Queda hecho el depósito que marca la ley 11.723.
ISBN 978-987-798-191-9
Bullón, Alejandro
Él nos amaba: La aventura misionera de Sthal entre los campas / Alejandro Bullón / Dirigido por Gabriela S. Pepe / Ilustrado por Walter Laruccia. - 1ª ed. - Florida : Asociación Casa Editora Sudamericana, 2020.
Libro digital, EPUB
Archivo digital: Online
ISBN 978-987-798-191-9
1. Vida cristiana. I. Pepe, Gabriela S., dir. II. Laruccia, Walter, ilus. III. Título.
CDD 248.4
Publicado el 10 de junio de 2020 por la Asociación Casa Editora Sudamericana (Gral. José de San Martín 4555, B1604CDG Florida Oeste, Buenos Aires).
Tel. (54-11) 5544-4848 (Opción 1) / Fax (54) 0800-122-ACES (2237)
E-mail: [email protected]
Web site: editorialaces.com
Prohibida la reproducción total o parcial de esta publicación (texto, imágenes y diseño), su manipulación informática y transmisión ya sea electrónica, mecánica, por fotocopia u otros medios, sin permiso previo del editor.
Por largos años, o quizá siglos, el pueblo Campa en el Perú había estado olvidado, privado de la verdadera Palabra de Dios. Nadie se interesaba en llevar el evangelio a estas personas que necesitaban desesperadamente la salvación. Quizá se debía a la fama que tenía este pueblo –se decía de ellos que eran traicioneros, malos, guerreros por naturaleza–, y muchos rehusaban ir al encuentro del bravío campa porque tenían miedo de encontrarse con la lanza o la flecha traicionera del hombre indígena. Además, ¿quién conocía la selva, sus senderos y sus trochas? ¿Quién se atrevería a desafiar los misterios del valle del Perené?

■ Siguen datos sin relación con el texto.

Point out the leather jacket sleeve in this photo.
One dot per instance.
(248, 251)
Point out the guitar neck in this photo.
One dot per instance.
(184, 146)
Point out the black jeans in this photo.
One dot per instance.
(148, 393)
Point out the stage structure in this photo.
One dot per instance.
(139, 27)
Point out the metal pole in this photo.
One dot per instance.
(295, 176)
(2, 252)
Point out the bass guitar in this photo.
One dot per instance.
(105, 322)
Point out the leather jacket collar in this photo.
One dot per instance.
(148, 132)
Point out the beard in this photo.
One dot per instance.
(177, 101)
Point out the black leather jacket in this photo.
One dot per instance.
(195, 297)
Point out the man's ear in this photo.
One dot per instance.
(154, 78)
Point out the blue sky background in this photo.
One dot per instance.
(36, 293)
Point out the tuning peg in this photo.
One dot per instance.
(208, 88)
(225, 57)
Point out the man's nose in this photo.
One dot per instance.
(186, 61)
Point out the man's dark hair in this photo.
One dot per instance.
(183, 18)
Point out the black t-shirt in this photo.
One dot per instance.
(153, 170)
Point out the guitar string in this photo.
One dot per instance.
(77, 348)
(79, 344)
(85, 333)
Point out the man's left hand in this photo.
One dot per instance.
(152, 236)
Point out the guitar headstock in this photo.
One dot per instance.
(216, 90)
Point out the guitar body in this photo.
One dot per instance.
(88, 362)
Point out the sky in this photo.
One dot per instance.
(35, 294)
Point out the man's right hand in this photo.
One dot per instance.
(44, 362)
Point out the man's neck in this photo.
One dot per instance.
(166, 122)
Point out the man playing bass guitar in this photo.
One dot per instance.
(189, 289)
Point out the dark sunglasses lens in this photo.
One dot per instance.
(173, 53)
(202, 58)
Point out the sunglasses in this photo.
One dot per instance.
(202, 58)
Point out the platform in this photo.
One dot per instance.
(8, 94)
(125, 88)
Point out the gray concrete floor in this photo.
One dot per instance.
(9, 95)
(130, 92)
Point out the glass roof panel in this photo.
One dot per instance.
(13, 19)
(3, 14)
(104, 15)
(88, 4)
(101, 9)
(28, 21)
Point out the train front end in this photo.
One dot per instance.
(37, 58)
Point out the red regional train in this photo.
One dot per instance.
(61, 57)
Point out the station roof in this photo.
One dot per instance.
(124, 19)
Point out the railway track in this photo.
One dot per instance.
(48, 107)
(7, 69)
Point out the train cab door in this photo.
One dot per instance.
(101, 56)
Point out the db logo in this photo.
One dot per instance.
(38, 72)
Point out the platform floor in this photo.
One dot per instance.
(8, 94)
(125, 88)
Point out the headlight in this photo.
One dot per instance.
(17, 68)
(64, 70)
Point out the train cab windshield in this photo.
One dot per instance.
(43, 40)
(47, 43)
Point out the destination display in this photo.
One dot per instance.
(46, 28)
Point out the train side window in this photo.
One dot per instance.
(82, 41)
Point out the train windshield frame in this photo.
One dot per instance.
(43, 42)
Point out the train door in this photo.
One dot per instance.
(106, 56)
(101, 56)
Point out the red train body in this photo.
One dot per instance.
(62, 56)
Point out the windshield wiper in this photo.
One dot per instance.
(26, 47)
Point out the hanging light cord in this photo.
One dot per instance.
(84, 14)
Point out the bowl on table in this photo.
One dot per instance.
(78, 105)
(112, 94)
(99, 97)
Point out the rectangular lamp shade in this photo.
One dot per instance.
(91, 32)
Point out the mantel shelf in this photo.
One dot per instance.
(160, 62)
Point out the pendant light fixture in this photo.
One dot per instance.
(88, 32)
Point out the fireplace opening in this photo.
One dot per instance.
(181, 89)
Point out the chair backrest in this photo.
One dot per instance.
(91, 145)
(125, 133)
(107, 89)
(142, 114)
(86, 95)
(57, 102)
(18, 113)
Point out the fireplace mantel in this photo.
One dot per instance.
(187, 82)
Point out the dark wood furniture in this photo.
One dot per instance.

Nadie que no tuviera una motivación realmente inspirada por el Espíritu de Dios.
El hombre bravo del Perené experimentaba la más terrible desesperación y angustia, a pesar que era el señor de la Sabana Verde (así se llama a la selva), pues no podía librarse del flagelo de enfermedades que diezmaban comunidades enteras. En su ignorancia, el campa sacrificaba personas vivas en señal de sanidad en sus ritos religiosos; eran viciosos de la hoja de la coca, y tenían una alimentación deficiente, que hacía que su promedio de vida fuera paupérrimo. Este pueblo adoraba las fuerzas de la naturaleza como si fueran dioses: la Luna, las sombras, la piedra, el Sol; en fin, todo lo que no podía vencer con su lanza era objeto de adoración. La condición de vida de esta gente caló en la vida de un hombre que fue llamado “el apóstol de los campas”.
Mientras que la sociedad imperante miraba al campa como un animal o, simplemente, como un salvaje o indígena ignorante, un hombre llamado Fernando Stahl lo veía como una persona, como un hijo de Dios que necesitaba ayuda urgente e inmediata; lo veía como la razón de la muerte de nuestro Señor Jesucristo y de la salvación.
“El apóstol de los campas”. ¡Que título! No pudo ser mejor, pues de verdad identifica la obra de Fernando Stahl. Con paciencia, amor y mansedumbre, fue ganando el corazón del traicionero campa. Cuando entremos en las líneas de este libro, descubriremos qué tuvo que hacer este apóstol de Jesucristo para ganarse el corazón del hombre bravío del Perené. Con una narración amena y discreta, se desenrollan los misterios de la evangelización de este pueblo. La tarea de Stahl motivó a Alejandro Bullón a escribir este libro, y dedicar tiempo para preguntar y entrevistar a personas que conocieron a Fernando Stahl.
Eso es lo que es Alejandro Bullón para los campas, un amigo. Un amigo al que le revelaron sus secretos, que supo ganarse la confianza del campa con su simpatía. Cada frase, cada misterio, cada lugar mencionado fueron revelados por el campa al autor de este libro, a quien consideran un amigo de su comunidad.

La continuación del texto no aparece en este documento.